BPt.CV#

class BPt.CV(splits=3, n_repeats=1, cv_strategy=None, random_state='context', only_fold=None, **cv_strategy_kwargs)[source]#

This object is used to define a BPt style custom CV strategy, e.g., as KFold

Parameters
splitsint, float, str or list of str, optional

splits allows you to specify the base of what CV strategy should be used.

Specifically, options for split are:

  • int

    The number of k-fold splits to conduct. (E.g., 3 for 3-fold CV split to be conducted at every hyper-param evaluation).

  • float

    Must be 0 < splits < 1, and defines a single train-test like split, with splits % of the current training data size used as a validation set.

  • str

    If a str is passed, then it must correspond to a loaded categorical non input variable. In this case, a leave-out-group CV will be used according to the value of the variable.

Note that the parameter n_repeats is designed to work with any of these choices.

default = 3
n_repeatsint, optional

The number of times to repeat the defined strategy as defined in splits.

For example, if n_repeats is set to 2, and splits is 3, then a twice repeated 3-fold CV will be performed

default = 1
cv_strategyNone or CVStrategy, optional

Optional cv_strategy to employ for calculating splits. If passed None, use no strategy.

See CVStrategy

Can also pass valid cv_strategy args seperately. If any passed, they will override any values set in the pass cv_strategy if any.

default = None
random_state‘context’, int or None, optional

The fixed random seed in which this CV object should adhere to.

If left as default value of ‘context’, then the random state will be set based on the context of where it is called, i.e., typically the random_state set in ProblemSpec.

default = 'context'
only_foldint, list of int, or None, optional

This parameter specifies if special subset of the requested CV folds should be used. If kept as None, normal all fold behavior will be used. Otherwise, if passed as an int, then that int must represent a valid cv fold, e.g.,

only_fold = 0

Would run the CV but only the 1st fold. Likewise if a list is passed,

only_fold = [0, 2]

Then only the first and 3rd folds will be run. This parameter is useful in cases where the base experiment is too computationally intensive, and it is desired to run a complete CV but in smaller chunks.

Warning

When used with n_repeats > 1, only_fold will index folds from the repeats, e.g., split=2, n_repeats=2, only_fold can be 0, 1, 2, or 3, but functionally for say computing summary scores, like std across repeats, n_repeats will be treated as 1.

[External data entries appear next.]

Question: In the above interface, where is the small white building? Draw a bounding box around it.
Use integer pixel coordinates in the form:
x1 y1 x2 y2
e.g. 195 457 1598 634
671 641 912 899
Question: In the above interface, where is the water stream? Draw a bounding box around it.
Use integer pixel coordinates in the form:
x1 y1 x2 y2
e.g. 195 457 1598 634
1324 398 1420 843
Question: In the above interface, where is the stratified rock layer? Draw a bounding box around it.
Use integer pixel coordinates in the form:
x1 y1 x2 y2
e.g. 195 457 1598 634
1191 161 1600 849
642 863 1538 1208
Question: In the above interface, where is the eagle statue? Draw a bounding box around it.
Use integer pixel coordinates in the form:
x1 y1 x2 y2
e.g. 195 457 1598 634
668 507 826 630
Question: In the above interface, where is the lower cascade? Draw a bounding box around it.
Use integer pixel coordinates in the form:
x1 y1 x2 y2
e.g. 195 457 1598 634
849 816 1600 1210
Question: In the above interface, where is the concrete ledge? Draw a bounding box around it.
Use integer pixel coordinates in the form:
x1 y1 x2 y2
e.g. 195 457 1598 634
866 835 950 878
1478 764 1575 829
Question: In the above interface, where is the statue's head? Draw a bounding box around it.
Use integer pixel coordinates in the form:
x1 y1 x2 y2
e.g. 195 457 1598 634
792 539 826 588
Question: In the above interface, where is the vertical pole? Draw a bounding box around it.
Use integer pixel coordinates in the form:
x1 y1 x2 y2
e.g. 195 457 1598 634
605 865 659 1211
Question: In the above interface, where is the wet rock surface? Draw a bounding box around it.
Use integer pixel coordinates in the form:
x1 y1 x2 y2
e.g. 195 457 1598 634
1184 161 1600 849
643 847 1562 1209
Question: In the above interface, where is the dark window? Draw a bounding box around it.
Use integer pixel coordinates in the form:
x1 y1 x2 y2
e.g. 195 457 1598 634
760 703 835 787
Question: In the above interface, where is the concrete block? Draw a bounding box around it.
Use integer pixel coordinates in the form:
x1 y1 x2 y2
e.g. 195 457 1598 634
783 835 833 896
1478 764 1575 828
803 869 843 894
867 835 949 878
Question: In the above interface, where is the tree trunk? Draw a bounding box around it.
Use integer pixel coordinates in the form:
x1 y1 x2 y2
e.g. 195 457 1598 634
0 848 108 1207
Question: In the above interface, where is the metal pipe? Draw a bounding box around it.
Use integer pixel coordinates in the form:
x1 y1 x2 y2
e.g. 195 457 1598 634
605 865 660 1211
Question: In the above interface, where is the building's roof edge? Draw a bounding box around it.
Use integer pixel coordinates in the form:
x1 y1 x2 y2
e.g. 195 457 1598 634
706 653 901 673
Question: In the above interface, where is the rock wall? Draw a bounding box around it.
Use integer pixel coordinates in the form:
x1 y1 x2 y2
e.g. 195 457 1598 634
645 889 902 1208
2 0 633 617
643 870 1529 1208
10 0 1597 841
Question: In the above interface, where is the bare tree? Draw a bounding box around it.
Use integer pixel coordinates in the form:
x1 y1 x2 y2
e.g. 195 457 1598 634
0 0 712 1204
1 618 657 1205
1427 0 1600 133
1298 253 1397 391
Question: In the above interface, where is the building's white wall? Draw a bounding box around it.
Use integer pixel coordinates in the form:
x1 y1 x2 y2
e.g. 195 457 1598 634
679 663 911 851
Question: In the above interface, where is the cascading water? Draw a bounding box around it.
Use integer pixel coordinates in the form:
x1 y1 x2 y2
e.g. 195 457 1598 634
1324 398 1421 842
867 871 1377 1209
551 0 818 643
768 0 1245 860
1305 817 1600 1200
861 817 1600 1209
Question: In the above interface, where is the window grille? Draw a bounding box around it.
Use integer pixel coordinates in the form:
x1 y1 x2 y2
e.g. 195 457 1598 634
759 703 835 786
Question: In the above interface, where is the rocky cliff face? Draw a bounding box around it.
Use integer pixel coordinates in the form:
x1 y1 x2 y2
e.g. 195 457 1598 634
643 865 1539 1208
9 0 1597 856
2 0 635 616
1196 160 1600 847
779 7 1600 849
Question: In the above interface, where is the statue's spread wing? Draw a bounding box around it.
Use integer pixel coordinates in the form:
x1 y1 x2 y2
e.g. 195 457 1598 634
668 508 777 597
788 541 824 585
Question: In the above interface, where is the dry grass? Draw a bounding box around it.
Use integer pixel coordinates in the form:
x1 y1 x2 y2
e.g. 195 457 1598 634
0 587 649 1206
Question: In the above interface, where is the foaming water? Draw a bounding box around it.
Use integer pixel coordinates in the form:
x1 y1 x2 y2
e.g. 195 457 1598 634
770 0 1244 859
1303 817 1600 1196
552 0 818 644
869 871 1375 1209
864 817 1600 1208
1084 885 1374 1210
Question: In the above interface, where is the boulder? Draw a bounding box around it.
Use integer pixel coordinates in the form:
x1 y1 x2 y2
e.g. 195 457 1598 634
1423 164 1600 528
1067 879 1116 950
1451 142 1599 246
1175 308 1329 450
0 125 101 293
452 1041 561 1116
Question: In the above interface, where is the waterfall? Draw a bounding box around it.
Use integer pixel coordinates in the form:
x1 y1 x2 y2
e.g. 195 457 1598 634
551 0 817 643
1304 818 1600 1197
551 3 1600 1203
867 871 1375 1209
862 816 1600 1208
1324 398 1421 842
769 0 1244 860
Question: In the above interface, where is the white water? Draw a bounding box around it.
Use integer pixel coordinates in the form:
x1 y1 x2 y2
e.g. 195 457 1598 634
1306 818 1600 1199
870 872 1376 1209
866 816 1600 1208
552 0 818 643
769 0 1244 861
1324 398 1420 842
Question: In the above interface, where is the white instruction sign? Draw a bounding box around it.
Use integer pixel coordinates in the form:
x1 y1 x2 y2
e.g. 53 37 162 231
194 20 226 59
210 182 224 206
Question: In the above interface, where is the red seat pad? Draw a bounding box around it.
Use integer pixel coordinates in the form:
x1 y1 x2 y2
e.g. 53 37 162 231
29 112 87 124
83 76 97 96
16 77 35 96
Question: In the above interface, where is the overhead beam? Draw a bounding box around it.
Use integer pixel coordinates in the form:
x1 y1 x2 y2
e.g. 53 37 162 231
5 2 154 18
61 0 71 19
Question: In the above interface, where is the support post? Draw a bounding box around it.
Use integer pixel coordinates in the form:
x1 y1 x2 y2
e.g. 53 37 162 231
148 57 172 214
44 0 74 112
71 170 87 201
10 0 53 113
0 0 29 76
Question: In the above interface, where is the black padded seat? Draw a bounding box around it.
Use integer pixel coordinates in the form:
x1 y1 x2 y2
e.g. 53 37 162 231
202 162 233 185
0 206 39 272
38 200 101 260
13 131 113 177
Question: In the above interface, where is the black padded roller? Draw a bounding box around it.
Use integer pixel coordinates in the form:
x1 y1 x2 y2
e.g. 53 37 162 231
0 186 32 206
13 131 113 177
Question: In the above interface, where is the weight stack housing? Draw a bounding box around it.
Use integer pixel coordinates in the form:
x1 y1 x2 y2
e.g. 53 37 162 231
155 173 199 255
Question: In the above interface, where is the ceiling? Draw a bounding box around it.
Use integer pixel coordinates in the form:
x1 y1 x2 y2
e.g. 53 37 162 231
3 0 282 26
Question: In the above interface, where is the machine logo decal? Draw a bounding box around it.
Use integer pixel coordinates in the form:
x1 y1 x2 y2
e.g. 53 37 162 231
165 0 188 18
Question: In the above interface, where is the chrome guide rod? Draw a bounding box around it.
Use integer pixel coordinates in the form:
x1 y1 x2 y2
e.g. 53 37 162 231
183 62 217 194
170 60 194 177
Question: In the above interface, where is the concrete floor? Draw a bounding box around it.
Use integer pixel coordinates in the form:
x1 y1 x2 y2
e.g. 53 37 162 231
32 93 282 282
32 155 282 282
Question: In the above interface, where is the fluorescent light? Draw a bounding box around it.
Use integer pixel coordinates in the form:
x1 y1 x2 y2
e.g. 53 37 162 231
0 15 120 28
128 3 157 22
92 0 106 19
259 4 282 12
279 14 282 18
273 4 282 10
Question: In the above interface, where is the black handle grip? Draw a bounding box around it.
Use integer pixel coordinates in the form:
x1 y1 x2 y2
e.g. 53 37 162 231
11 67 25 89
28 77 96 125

For example if passed with the setup above only_fold=[0, 1, 2], then progress bars and summary stats will still show n_repeats=1.

default = None
cv_strategy_kwargskwargs, optional

If any additional parameters are passed in kwargs style, e.g.,

splits = 3

Then they will try to be set in the base cv_strategy.

Methods

copy()

This method returns a deepcopy of the base object.

get_params([deep])

Get parameters for this estimator.

set_params(**params)

Set the parameters of this estimator.